Two detainees reported that prison guards had administered electric shocks to them and other detainees as punishment after they complained about conditions.
‘They used this electric device … It made a small hole on my clothes. I saw a man whose nose and mouth were bleeding after that. Since then, we don’t complain anymore because we’re afraid they’ll do again the electric thing on our back,’ Solomon, 28, told Amnesty International.
Eight detainees said they had experienced and seen beatings by prison guards, and shootings during escape attempts.
One man said he had seen the body of a man who had been shot after trying to escape.
Amnesty called on Saudi Arabia to release the migrants and work with Ethiopian authorities to facilitate their repatriation.
‘Thousands of Ethiopian migrants, who left their homes in search of a better life, have instead faced unimaginable cruelty at every turn,’ Amnesty researcher Marie Forestier said in a statement.
‘We are urging the Saudi authorities to immediately release all arbitrarily detained migrants, and significantly improve detention conditions before more lives are lost,’ Forestier said.
Up to half a million Ethiopians were in Saudi Arabia when officials there launched a crackdown on illegal migrants in 2017, according to the UN’s International Organisation for Migration (IOM).

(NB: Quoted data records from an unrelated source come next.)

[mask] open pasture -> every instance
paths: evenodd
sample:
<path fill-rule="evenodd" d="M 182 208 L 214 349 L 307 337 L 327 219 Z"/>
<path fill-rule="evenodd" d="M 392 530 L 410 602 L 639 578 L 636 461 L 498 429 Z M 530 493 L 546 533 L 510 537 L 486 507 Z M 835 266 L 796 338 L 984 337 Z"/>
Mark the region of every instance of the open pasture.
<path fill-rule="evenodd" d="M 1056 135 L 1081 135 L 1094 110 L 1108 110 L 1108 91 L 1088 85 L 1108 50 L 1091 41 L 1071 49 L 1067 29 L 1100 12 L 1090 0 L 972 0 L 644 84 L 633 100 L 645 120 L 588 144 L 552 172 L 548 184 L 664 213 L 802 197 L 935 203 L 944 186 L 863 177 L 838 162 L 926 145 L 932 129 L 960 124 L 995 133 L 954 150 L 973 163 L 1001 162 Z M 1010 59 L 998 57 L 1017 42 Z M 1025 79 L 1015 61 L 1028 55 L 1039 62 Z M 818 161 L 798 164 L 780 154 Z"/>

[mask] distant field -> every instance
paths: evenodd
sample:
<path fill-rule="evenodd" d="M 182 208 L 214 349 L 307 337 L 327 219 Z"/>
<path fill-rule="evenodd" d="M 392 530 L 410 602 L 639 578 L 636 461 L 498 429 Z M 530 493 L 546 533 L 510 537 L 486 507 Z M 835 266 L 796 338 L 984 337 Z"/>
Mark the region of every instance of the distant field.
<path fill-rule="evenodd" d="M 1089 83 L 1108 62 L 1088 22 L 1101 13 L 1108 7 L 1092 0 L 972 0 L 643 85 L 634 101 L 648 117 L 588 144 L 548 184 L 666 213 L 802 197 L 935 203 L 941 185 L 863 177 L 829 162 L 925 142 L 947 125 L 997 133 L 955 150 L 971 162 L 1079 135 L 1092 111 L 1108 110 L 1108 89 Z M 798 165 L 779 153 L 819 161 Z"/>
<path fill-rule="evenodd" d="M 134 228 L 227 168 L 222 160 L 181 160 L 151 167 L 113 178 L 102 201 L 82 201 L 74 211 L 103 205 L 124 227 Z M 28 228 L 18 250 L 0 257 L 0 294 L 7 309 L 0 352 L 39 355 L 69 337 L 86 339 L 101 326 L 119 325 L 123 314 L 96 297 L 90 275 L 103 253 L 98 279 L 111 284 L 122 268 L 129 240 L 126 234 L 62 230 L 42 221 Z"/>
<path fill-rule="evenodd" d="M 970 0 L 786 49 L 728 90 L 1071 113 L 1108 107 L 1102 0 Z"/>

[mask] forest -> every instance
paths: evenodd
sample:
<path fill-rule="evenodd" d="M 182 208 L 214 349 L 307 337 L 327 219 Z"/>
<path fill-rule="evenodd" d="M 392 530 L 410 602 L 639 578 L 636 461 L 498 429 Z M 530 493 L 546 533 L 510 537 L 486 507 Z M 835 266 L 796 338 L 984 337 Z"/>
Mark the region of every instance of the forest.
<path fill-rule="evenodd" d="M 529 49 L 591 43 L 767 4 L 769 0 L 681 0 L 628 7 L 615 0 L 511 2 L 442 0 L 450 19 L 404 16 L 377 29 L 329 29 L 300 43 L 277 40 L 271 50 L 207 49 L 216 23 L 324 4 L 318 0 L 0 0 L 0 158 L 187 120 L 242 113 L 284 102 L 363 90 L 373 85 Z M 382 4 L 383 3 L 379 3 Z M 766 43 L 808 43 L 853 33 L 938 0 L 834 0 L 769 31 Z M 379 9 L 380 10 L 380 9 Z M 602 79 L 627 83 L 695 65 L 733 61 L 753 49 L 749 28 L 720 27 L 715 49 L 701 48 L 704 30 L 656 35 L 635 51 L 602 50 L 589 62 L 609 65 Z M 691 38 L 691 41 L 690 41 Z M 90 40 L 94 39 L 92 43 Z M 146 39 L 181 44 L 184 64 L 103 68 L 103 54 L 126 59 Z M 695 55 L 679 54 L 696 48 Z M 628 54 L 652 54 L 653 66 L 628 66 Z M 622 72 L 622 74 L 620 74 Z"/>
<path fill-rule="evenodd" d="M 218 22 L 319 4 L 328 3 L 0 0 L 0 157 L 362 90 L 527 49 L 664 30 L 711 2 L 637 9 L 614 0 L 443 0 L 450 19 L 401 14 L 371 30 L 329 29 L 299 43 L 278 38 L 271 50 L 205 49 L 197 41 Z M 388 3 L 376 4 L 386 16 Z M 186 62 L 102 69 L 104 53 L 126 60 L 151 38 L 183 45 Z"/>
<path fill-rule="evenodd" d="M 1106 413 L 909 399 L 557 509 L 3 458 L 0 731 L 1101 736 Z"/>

Around 10,000 Ethiopians were on average deported monthly until Ethiopia requested a moratorium earlier this year, because of the coronavirus pandemic.
Ethiopia appears careful not to antagonise Saudi Arabia, which is a key source of foreign remittances.
Three migrants reported last month that visiting Ethiopian diplomats had warned migrants to stop speaking out about detention conditions.
Tsion Teklu, a state minister at Ethiopia’s foreign ministry, said in September that the total number of Ethiopian migrants in Saudi detention facilities was 16,000 earlier this year, but that it had since gone down.